Chapter6
AN. Why did my parents want 2 mve bk 2 this stupid, damp little island? i was born in Texas and the only good thing about England is that you get snow – about once a year in a pitiful drizzle that is no good to anyone! All it ever seems 2 do here is RAIN! GRRRRRRRRRRR!
Well as u cn c i am still uploading chps thnks 2 Lady-of-Sea's encouraging rev so thnks 2 u cos i wznt sure if I would bother. Also thnks 2 10inchspider (lol!) lv the name! r u sure ur nt 1madcat in disguise cos she sid xactly the same thing. Well there's this strange thing called time, i guess i didn't explain it verywell but for everyone who also got confused the 'cat things' they work in packs or prides or wt ever u wnt 2 call thm lke lions do an thz why theirs a lot of them, don't worry if still don't undrstnd cos its nt vry imprtnt so tht's ok. But anywy thnks loads 2 u 2 cos nbdy else has bothered 2 rev xept my friends so finger up 2 thse who cnt be bothered. I carve ur names in gold 10inchspider and Lady-of-Sea!

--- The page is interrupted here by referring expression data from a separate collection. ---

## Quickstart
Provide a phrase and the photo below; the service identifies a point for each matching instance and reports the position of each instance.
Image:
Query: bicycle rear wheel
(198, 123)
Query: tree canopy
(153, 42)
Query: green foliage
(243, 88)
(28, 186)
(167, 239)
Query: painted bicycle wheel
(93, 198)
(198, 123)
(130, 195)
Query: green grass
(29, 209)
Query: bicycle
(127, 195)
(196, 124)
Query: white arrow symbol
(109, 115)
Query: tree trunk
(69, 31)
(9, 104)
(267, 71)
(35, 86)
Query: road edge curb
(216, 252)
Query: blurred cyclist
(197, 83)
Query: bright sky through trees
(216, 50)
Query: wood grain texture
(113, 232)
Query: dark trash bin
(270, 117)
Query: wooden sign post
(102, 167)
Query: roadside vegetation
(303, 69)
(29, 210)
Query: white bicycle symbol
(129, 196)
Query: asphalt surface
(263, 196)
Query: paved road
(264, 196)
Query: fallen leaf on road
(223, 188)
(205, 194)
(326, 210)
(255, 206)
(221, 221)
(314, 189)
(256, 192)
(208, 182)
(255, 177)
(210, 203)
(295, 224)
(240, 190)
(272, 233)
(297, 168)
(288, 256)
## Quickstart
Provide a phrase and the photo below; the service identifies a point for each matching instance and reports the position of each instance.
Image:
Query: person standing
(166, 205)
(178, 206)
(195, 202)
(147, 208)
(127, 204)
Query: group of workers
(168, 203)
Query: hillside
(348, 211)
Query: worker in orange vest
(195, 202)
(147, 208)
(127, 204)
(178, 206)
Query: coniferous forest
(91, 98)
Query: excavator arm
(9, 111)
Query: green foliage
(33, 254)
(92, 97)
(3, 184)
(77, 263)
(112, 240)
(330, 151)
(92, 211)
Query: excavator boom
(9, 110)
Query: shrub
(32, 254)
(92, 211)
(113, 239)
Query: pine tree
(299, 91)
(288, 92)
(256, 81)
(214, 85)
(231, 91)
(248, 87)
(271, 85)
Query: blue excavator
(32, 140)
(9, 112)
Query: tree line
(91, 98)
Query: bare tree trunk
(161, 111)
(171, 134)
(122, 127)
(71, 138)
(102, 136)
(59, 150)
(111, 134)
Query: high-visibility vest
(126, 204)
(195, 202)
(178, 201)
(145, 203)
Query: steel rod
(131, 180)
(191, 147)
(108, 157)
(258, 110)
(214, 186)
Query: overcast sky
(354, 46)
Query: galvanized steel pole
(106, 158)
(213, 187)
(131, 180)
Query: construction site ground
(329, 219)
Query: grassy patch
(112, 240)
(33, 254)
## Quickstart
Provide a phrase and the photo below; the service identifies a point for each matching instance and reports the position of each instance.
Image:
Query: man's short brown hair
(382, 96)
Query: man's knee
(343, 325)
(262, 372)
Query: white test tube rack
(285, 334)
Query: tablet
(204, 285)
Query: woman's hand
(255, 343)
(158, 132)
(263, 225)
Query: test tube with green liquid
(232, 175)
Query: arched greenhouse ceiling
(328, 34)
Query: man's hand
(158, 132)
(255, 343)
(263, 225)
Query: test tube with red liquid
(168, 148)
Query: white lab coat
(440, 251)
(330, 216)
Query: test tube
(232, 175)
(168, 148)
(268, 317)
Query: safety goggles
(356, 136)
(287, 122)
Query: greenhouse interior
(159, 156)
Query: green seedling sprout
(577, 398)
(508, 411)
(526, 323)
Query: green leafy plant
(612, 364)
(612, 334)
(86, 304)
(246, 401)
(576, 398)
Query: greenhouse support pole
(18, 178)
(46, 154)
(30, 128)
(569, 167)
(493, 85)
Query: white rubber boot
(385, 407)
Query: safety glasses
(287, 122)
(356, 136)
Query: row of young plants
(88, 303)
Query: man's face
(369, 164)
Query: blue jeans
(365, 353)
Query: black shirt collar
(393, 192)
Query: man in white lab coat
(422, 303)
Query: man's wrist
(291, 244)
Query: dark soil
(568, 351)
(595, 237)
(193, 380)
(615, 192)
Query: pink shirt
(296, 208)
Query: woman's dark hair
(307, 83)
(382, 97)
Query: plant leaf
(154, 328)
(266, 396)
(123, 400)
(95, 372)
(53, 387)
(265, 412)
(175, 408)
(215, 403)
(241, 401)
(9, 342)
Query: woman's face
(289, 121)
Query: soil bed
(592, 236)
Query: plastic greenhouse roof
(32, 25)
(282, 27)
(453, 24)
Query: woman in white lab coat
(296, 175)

Just over one month later.
Mirrendi had lived Greece all her life in a tiny little village by the coast and she was now married to a farmer called Feirthran Pentacouast and together they had set up a bakery which she now ran. Her brother had become some kind of explorer and her sister lived in Athens serving the King or something fancy, Mirrendi was quite happy with her small uneventful life. Mirrendi also had twin daughters of ten years old that were playing down on the shingle beach. They were old enough to look after themselves she thought.
It was early in the morning and Feirthran was having a lie in after rushing around last night trying to get all the chickens in their huts early before the storm hit. It had been a big storm and the twins insisted they had seen a small boat being smashed against the rocks a little further down the beach from them.
"What gruesome imaginations they have," she thought, "No one would have gone out in that weather, it would be suicide! If you went out far enough to fish there is alongshore current that with the wind from the storm blowing you inland you'd quickly get thrown against the rocks!" She smiled, putting the finished loaf on the sunny windowsill to rise before she baked it. The twins were probably scampering all over the rocks right now looking for their imaginary wreak. She took down the bread she had left to rise earlier and put it in the oven. Suddenly she heard pounding feet and the twins burst into the kitchen, their faces flushed with excitement, their dark hair flying everywhere.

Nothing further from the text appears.